Der Personalabbau komme voran, berichtet Cryan. insgesamt 14.000 Stellen sollen wegfallen, gleichzeitig will die Deutsche Bank 5000 neue Stellen in der Informationstechnologie schaffen, aber auch im Aktiengeschäft, wo sie Marktanteile verloren hat. Wird die Postbank verkauft, zählen deren Beschäftigte auch nicht mehr zum Konzern, der somit um knapp 30.000 Beschäftigte auf dann noch 77.000 schrumpfen wird. Allerdings verzögert sich die Trennung wahrscheinlich um zwei Jahre.

Im Inland schließt die Deutsche Bank 200 Filialen, vor allem in den Städten. „Wir werden die Fläche nicht vernachlässigen“, versichert Jürgen Fitschen, noch Co-Chef neben Cryan.

Helfen soll der Bank auch, wenn sie sich von Beteiligungen trennt, etwa den 20 Prozent an der chinesischen Ha Xia Bank.

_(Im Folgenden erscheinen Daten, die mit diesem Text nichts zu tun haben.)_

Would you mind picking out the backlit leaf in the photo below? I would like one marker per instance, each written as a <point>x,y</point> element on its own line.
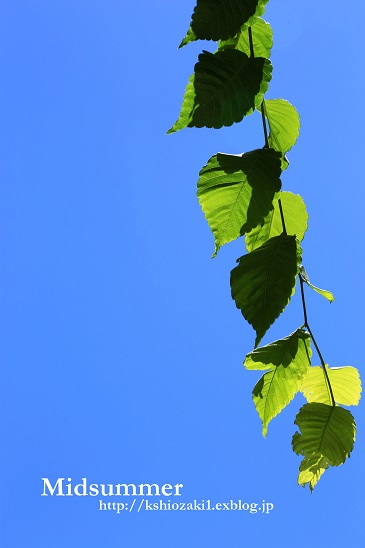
<point>263,281</point>
<point>296,221</point>
<point>236,192</point>
<point>311,469</point>
<point>345,383</point>
<point>327,438</point>
<point>225,87</point>
<point>288,360</point>
<point>326,294</point>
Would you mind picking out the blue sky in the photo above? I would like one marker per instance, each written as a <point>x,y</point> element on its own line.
<point>121,348</point>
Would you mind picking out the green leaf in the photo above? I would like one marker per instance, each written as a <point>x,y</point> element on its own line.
<point>221,19</point>
<point>326,294</point>
<point>311,469</point>
<point>281,353</point>
<point>225,87</point>
<point>345,383</point>
<point>327,438</point>
<point>296,221</point>
<point>262,39</point>
<point>284,124</point>
<point>288,360</point>
<point>263,281</point>
<point>236,192</point>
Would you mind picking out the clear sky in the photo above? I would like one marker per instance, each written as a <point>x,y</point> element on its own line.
<point>121,349</point>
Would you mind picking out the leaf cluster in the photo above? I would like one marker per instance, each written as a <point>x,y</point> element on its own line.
<point>241,195</point>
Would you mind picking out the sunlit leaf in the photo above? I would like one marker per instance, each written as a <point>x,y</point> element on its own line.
<point>221,19</point>
<point>345,383</point>
<point>288,360</point>
<point>311,469</point>
<point>263,281</point>
<point>236,192</point>
<point>296,221</point>
<point>326,294</point>
<point>327,438</point>
<point>261,39</point>
<point>225,87</point>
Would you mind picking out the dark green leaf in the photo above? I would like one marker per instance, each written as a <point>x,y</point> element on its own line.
<point>261,39</point>
<point>288,360</point>
<point>236,192</point>
<point>225,87</point>
<point>221,19</point>
<point>296,221</point>
<point>281,353</point>
<point>263,282</point>
<point>284,124</point>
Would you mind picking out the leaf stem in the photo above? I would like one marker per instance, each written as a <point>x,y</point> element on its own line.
<point>252,52</point>
<point>306,324</point>
<point>282,217</point>
<point>264,123</point>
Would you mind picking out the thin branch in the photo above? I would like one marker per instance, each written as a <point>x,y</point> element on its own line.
<point>251,42</point>
<point>282,217</point>
<point>264,123</point>
<point>315,343</point>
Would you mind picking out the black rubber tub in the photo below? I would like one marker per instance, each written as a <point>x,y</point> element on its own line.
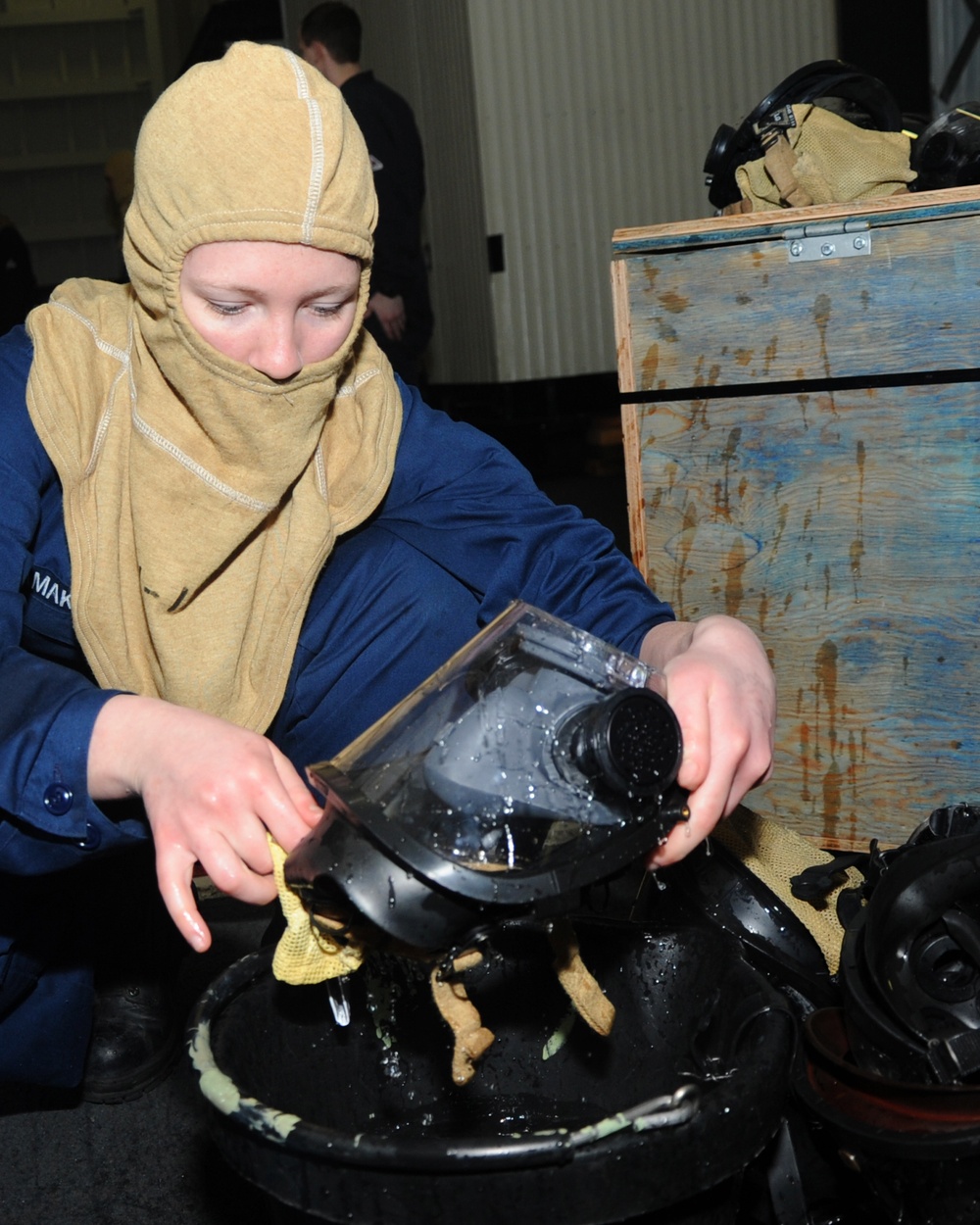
<point>363,1123</point>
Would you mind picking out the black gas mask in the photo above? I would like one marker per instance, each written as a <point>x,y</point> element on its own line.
<point>534,763</point>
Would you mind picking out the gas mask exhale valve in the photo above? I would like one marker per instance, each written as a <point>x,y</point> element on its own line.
<point>535,762</point>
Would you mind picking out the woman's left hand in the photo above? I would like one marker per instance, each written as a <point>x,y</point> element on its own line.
<point>721,689</point>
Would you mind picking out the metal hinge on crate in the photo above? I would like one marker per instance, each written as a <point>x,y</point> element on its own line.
<point>828,240</point>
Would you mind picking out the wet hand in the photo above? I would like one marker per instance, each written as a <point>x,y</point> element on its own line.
<point>210,789</point>
<point>721,690</point>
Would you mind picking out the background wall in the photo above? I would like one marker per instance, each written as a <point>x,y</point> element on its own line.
<point>548,125</point>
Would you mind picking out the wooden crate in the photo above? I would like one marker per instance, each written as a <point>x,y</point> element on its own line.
<point>802,425</point>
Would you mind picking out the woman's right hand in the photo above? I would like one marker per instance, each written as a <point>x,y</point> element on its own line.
<point>211,790</point>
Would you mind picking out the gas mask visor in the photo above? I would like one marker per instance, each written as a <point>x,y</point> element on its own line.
<point>535,762</point>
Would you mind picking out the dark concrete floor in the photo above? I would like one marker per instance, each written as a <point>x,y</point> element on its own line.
<point>140,1162</point>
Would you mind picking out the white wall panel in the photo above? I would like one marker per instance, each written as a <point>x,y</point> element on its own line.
<point>597,114</point>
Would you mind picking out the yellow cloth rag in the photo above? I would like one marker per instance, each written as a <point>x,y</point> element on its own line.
<point>305,955</point>
<point>824,160</point>
<point>777,854</point>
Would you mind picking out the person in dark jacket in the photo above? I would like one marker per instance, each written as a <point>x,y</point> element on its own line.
<point>231,539</point>
<point>400,315</point>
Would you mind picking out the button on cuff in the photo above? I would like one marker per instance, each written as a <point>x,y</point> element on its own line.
<point>58,799</point>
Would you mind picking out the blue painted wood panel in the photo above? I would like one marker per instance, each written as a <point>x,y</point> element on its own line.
<point>844,527</point>
<point>719,303</point>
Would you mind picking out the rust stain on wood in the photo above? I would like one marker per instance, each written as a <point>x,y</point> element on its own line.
<point>826,686</point>
<point>734,591</point>
<point>651,366</point>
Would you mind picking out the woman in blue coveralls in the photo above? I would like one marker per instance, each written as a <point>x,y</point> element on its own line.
<point>230,539</point>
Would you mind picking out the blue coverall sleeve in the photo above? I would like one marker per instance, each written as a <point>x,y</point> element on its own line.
<point>48,700</point>
<point>466,503</point>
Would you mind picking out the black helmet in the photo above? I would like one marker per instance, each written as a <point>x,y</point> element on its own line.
<point>839,87</point>
<point>947,155</point>
<point>910,958</point>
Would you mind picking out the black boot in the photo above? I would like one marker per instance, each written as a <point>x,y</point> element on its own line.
<point>135,1042</point>
<point>138,1013</point>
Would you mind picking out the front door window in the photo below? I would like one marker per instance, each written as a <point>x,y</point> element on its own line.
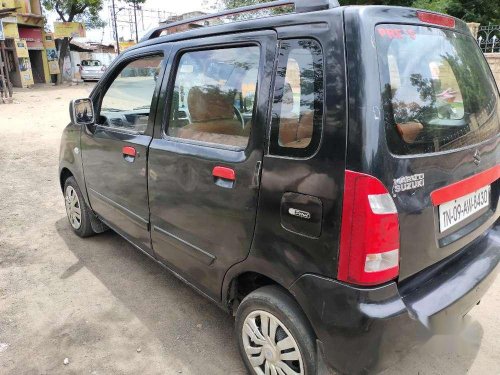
<point>126,104</point>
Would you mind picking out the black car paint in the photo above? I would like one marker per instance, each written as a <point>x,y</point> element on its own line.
<point>357,328</point>
<point>369,152</point>
<point>191,215</point>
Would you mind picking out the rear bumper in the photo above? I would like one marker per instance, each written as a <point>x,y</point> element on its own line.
<point>363,329</point>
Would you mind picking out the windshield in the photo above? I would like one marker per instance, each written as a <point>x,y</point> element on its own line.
<point>91,63</point>
<point>437,89</point>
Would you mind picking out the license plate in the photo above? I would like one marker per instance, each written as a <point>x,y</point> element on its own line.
<point>453,212</point>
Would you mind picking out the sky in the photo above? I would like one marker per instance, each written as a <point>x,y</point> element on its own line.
<point>150,19</point>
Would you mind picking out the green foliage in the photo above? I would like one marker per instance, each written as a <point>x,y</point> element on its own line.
<point>86,11</point>
<point>482,11</point>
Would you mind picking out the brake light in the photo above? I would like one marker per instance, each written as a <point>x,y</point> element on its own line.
<point>369,239</point>
<point>436,19</point>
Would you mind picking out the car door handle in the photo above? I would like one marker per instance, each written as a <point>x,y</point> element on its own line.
<point>224,177</point>
<point>129,153</point>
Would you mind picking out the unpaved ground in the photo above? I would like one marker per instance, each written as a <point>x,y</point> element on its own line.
<point>108,308</point>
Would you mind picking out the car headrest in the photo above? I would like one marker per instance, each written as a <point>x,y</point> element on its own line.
<point>287,101</point>
<point>209,103</point>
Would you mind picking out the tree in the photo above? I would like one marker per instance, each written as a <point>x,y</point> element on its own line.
<point>482,11</point>
<point>136,5</point>
<point>86,11</point>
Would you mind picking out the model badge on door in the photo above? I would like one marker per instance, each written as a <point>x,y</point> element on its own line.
<point>299,213</point>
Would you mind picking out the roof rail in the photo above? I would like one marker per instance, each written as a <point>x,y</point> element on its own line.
<point>300,6</point>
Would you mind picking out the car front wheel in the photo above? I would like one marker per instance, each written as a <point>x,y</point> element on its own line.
<point>76,209</point>
<point>274,336</point>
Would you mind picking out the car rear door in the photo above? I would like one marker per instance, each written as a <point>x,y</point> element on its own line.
<point>114,150</point>
<point>205,158</point>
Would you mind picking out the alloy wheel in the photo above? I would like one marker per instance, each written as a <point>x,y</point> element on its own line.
<point>269,345</point>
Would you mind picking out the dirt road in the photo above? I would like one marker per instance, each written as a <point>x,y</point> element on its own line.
<point>111,310</point>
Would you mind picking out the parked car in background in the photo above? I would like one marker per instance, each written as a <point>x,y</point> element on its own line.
<point>91,70</point>
<point>329,176</point>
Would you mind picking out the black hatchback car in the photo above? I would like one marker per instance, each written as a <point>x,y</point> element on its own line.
<point>329,175</point>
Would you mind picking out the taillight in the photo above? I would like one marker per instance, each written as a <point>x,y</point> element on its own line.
<point>369,239</point>
<point>436,19</point>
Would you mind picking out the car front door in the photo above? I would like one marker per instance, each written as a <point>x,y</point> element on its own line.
<point>205,159</point>
<point>114,149</point>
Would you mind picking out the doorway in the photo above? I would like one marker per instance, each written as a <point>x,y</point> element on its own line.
<point>37,66</point>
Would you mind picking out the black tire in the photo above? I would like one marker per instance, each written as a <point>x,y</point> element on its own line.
<point>85,228</point>
<point>276,301</point>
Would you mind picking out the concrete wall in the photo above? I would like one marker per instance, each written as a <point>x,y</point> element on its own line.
<point>494,61</point>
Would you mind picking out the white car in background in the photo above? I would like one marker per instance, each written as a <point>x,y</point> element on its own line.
<point>91,69</point>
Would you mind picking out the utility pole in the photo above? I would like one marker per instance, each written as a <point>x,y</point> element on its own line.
<point>135,22</point>
<point>115,27</point>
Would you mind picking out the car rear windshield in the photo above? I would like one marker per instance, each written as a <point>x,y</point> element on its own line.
<point>437,89</point>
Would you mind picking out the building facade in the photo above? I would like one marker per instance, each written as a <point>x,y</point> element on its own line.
<point>28,47</point>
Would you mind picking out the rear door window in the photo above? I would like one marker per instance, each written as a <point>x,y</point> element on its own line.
<point>437,90</point>
<point>214,96</point>
<point>297,112</point>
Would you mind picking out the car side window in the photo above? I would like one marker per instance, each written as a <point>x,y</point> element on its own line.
<point>127,101</point>
<point>213,98</point>
<point>297,112</point>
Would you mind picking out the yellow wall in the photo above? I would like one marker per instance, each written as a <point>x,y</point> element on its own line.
<point>11,30</point>
<point>8,4</point>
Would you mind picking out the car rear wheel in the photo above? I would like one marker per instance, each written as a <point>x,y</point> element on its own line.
<point>274,335</point>
<point>76,209</point>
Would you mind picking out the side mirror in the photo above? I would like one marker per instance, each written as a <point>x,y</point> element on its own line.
<point>81,111</point>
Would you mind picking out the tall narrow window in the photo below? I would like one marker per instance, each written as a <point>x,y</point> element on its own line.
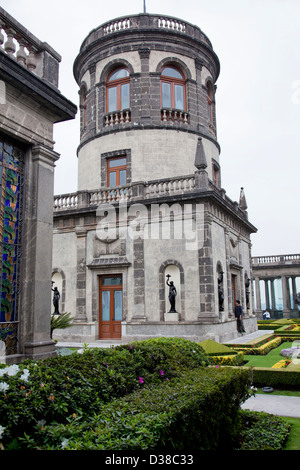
<point>173,91</point>
<point>209,98</point>
<point>116,172</point>
<point>118,90</point>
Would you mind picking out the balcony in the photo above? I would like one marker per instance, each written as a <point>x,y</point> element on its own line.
<point>27,50</point>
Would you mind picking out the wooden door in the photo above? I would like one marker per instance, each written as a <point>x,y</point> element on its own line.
<point>110,306</point>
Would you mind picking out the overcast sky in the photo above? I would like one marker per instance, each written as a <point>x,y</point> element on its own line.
<point>258,95</point>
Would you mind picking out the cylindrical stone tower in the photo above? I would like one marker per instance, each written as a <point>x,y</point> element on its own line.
<point>150,212</point>
<point>149,81</point>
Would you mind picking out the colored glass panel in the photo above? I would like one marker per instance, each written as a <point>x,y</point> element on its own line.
<point>118,305</point>
<point>105,305</point>
<point>11,191</point>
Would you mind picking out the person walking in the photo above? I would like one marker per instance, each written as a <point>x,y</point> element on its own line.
<point>239,317</point>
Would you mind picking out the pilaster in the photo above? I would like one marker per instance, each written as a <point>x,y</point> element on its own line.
<point>35,341</point>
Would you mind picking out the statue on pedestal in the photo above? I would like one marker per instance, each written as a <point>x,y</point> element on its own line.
<point>56,297</point>
<point>220,292</point>
<point>172,294</point>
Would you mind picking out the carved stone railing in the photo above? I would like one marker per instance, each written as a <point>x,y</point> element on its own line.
<point>65,201</point>
<point>129,192</point>
<point>174,115</point>
<point>117,117</point>
<point>276,259</point>
<point>146,21</point>
<point>170,187</point>
<point>139,191</point>
<point>34,55</point>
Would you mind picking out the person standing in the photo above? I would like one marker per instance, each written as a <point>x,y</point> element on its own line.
<point>239,317</point>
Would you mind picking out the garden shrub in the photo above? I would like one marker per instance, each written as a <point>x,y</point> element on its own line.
<point>262,431</point>
<point>213,348</point>
<point>231,360</point>
<point>171,354</point>
<point>62,386</point>
<point>262,347</point>
<point>197,411</point>
<point>283,378</point>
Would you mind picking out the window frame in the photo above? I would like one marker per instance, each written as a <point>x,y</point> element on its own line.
<point>173,81</point>
<point>210,101</point>
<point>118,85</point>
<point>116,169</point>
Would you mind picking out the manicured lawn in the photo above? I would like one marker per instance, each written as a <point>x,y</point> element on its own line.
<point>293,441</point>
<point>270,359</point>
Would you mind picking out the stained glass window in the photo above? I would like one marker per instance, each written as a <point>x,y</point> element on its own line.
<point>11,200</point>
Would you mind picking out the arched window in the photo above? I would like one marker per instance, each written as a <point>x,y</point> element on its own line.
<point>83,106</point>
<point>118,90</point>
<point>209,97</point>
<point>173,92</point>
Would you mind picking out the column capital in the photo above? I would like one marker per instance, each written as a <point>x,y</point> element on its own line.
<point>44,154</point>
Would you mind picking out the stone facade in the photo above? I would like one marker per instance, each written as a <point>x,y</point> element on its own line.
<point>276,285</point>
<point>171,216</point>
<point>30,104</point>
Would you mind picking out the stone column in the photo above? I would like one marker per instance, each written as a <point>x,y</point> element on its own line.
<point>209,312</point>
<point>285,296</point>
<point>145,86</point>
<point>81,276</point>
<point>36,294</point>
<point>257,294</point>
<point>267,294</point>
<point>138,279</point>
<point>273,298</point>
<point>294,291</point>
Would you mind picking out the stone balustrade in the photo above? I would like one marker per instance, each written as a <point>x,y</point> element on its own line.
<point>174,115</point>
<point>65,201</point>
<point>138,191</point>
<point>146,21</point>
<point>21,45</point>
<point>117,117</point>
<point>170,187</point>
<point>276,259</point>
<point>129,192</point>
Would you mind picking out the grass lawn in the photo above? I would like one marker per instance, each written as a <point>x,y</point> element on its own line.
<point>270,359</point>
<point>293,441</point>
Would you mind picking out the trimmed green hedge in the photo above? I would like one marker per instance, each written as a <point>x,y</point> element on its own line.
<point>79,384</point>
<point>197,411</point>
<point>277,378</point>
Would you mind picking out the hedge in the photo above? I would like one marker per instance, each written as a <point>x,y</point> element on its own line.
<point>231,360</point>
<point>277,378</point>
<point>62,386</point>
<point>197,411</point>
<point>262,347</point>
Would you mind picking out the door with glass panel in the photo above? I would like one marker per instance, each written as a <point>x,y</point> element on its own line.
<point>110,306</point>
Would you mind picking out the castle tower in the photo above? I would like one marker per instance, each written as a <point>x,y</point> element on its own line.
<point>150,212</point>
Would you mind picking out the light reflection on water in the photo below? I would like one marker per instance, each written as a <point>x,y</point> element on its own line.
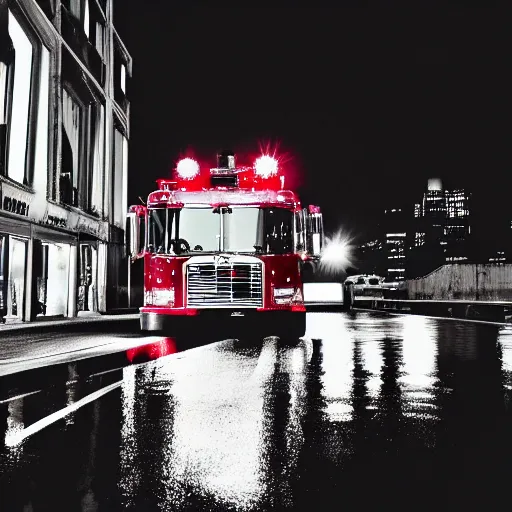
<point>400,403</point>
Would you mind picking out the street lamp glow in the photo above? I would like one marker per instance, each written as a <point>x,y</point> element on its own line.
<point>336,254</point>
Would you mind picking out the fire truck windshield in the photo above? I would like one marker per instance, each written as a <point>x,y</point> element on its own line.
<point>234,229</point>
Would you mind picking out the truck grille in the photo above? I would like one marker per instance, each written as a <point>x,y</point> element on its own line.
<point>235,284</point>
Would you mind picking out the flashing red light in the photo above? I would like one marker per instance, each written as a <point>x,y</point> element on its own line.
<point>265,166</point>
<point>187,168</point>
<point>152,351</point>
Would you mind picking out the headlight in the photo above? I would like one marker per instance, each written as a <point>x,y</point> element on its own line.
<point>283,292</point>
<point>163,297</point>
<point>287,296</point>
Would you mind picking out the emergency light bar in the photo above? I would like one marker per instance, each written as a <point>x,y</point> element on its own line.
<point>187,169</point>
<point>263,174</point>
<point>265,166</point>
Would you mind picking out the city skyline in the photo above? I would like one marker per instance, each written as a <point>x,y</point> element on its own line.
<point>346,99</point>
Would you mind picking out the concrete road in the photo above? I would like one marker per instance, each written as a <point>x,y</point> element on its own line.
<point>368,411</point>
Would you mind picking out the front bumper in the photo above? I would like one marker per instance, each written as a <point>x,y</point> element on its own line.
<point>221,321</point>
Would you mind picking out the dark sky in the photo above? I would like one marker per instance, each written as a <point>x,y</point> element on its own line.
<point>366,103</point>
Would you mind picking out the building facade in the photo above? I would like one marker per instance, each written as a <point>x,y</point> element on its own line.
<point>396,223</point>
<point>64,130</point>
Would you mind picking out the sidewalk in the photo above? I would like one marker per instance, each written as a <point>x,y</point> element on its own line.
<point>62,323</point>
<point>31,345</point>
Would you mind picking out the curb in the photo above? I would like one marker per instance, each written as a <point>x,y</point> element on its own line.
<point>70,324</point>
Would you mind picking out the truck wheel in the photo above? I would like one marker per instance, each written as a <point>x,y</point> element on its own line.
<point>293,329</point>
<point>348,297</point>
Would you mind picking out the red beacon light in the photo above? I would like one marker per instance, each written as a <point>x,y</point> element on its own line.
<point>266,166</point>
<point>187,169</point>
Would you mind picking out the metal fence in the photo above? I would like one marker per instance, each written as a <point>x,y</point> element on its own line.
<point>464,282</point>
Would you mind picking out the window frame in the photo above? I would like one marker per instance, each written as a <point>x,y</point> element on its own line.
<point>33,107</point>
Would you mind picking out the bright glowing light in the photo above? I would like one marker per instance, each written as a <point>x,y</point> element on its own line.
<point>336,254</point>
<point>187,168</point>
<point>265,166</point>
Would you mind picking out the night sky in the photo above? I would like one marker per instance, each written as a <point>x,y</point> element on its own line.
<point>376,100</point>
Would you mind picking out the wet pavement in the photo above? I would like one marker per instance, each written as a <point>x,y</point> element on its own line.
<point>369,411</point>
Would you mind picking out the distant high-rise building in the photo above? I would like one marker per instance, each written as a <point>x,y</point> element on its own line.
<point>441,229</point>
<point>396,240</point>
<point>457,227</point>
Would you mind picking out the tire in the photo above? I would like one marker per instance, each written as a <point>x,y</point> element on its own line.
<point>348,297</point>
<point>295,328</point>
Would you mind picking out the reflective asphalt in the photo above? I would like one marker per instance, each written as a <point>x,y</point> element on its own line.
<point>370,411</point>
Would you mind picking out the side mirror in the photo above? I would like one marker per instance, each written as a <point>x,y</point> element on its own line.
<point>134,241</point>
<point>315,230</point>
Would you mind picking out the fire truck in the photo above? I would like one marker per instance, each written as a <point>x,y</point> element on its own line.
<point>228,246</point>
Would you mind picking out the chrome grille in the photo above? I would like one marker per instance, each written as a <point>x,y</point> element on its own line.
<point>232,284</point>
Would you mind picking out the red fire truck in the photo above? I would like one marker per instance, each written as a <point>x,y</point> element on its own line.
<point>229,245</point>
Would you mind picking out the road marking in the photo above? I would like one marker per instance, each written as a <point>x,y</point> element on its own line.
<point>18,397</point>
<point>404,313</point>
<point>18,437</point>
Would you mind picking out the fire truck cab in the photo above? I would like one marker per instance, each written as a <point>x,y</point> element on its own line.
<point>226,247</point>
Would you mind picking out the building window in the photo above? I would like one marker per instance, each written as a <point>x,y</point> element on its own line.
<point>19,122</point>
<point>74,8</point>
<point>72,148</point>
<point>86,18</point>
<point>21,70</point>
<point>100,39</point>
<point>6,82</point>
<point>123,78</point>
<point>120,182</point>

„Ich fühle mich persönlich verantwortlich für den Verlust.“

John Cryan jedenfalls versucht den ehrlichen Wegweiser zu geben: „Ich bin stolz, hier zu arbeiten“, sagt er. Und, obwohl er erst seit einem halben Jahr im Amt ist: „Ich fühle mich persönlich verantwortlich für den Verlust.“ 6,8 Milliarden Euro waren es voriges Jahr.

Zu den Ausgaben für Rechtsstreitigkeiten von 5,2 Milliarden Euro kamen Abschreibungen auf Firmenwerte von 5,8 Milliarden Euro. Eine Milliarde Euro haben Abfindungen und andere Ausgaben für den Umbau der Bank erfordert. Dies zusammen mit den laufenden Kosten konnten die Erträge der Bank von 33,5 Milliarden Euro nicht ausgleichen.